The incidence of DEs (primary outcome) in the entire cohort will be characterized using proportions and 95% confidence intervals. In addition, the incidence of each diagnostic process failure point in the DEER taxonomy (secondary outcome) will be calculated for all patients with DEs. These results will also be rolled up for each category (i.e., presence of any element within a given category). We will follow a similar approach to analyzing measures of Safety II criteria (e.g., “good catches”).

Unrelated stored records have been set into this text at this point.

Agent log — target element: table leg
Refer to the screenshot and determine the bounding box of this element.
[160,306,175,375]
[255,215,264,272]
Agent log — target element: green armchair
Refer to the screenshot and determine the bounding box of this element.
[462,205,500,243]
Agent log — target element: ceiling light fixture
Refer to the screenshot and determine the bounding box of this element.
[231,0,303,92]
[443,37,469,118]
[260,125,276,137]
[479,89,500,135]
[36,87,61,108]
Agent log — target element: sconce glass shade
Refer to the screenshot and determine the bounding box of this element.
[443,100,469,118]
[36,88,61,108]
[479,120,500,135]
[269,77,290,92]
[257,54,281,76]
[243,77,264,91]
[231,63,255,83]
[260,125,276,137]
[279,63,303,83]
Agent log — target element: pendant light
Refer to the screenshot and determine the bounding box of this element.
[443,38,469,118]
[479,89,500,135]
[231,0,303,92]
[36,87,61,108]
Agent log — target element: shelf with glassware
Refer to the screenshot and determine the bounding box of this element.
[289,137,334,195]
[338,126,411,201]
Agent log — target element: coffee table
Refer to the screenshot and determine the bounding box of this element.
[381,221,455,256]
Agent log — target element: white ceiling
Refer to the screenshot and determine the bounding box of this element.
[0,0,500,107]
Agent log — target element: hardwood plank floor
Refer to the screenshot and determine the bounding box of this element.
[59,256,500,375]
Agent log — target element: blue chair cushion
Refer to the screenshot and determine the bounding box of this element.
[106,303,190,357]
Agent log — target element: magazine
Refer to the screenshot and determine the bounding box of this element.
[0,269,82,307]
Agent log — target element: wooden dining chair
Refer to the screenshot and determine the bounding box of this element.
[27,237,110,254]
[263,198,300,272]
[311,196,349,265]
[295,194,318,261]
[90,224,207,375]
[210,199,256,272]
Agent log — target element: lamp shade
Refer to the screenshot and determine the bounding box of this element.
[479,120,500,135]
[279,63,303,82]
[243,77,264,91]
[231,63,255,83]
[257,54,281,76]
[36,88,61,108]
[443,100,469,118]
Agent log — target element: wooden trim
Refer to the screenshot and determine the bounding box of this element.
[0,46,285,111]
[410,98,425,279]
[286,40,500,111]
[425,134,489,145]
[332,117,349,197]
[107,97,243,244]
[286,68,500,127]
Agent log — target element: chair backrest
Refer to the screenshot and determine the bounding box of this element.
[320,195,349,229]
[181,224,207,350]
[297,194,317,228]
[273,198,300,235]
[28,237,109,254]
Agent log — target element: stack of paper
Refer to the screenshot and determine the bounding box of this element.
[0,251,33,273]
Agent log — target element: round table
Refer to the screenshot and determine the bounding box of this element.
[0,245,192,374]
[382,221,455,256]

The effect of the program as a whole on primary and secondary outcomes will be assessed using interrupted time series methodology. We will track error rates during the 12 months before the start of any interventions. We will then track error rates during the 36 months once the program starts. We will measure the change in the y-intercept (“change in step,” i.e., sudden improvement with the initiation of the program) and change in slope (change in the baseline temporal trend). Significant improvements in one (without significant worsening in the other) will be considered evidence of benefit.

We will use segmented multivariable regression by month to evaluate baseline and changes in y-intercept and slope over time. We will use logistic regression for dichotomous outcomes (presence or absence of any DE, presence or absence of any severe DE); and Poisson regression for “count” outcomes (number of DEs per patient, number of diagnostic process faults per patient). We will use generalized linear mixed models (e.g., Proc GLIMMIX in SAS) for fixed and random effects. Random effects will include attending physician at admission and study site. Fixed effects for potential confounders (gathered from EHR data, Vizient Data, and adjudication forms) will include: teaching versus nonteaching team, admission by night-float, admission service (medicine vs. other), admission source (emergency department [ED] vs. interhospital transfer vs. other), admission diagnosis category (using clinical classification software for ICD-10 codes), all patients refined diagnosis-related group weight, Elixhauser comorbidity score, hospitalization in the previous 30 days, ED visits in the previous 30 days, number of outpatient visits in the previous 30 days, and demographics (age, sex, race, ethnicity, primary language, median income by zip code, and insurance).

We will conduct a limited number of subgroup analyses, including by sex, age, income, and race/ethnicity to evaluate any disparities in DE rates and whether the intervention is more or less effective in certain populations (for the latter analyses, we will use interaction terms, e.g., subgroup × change in slope, to evaluate the statistical significance of any effect modification). We also plan secondary analyses to determine whether rates of DEs change between phases 1 and 2 (when interventions will be implemented—see Figure S4 timeline).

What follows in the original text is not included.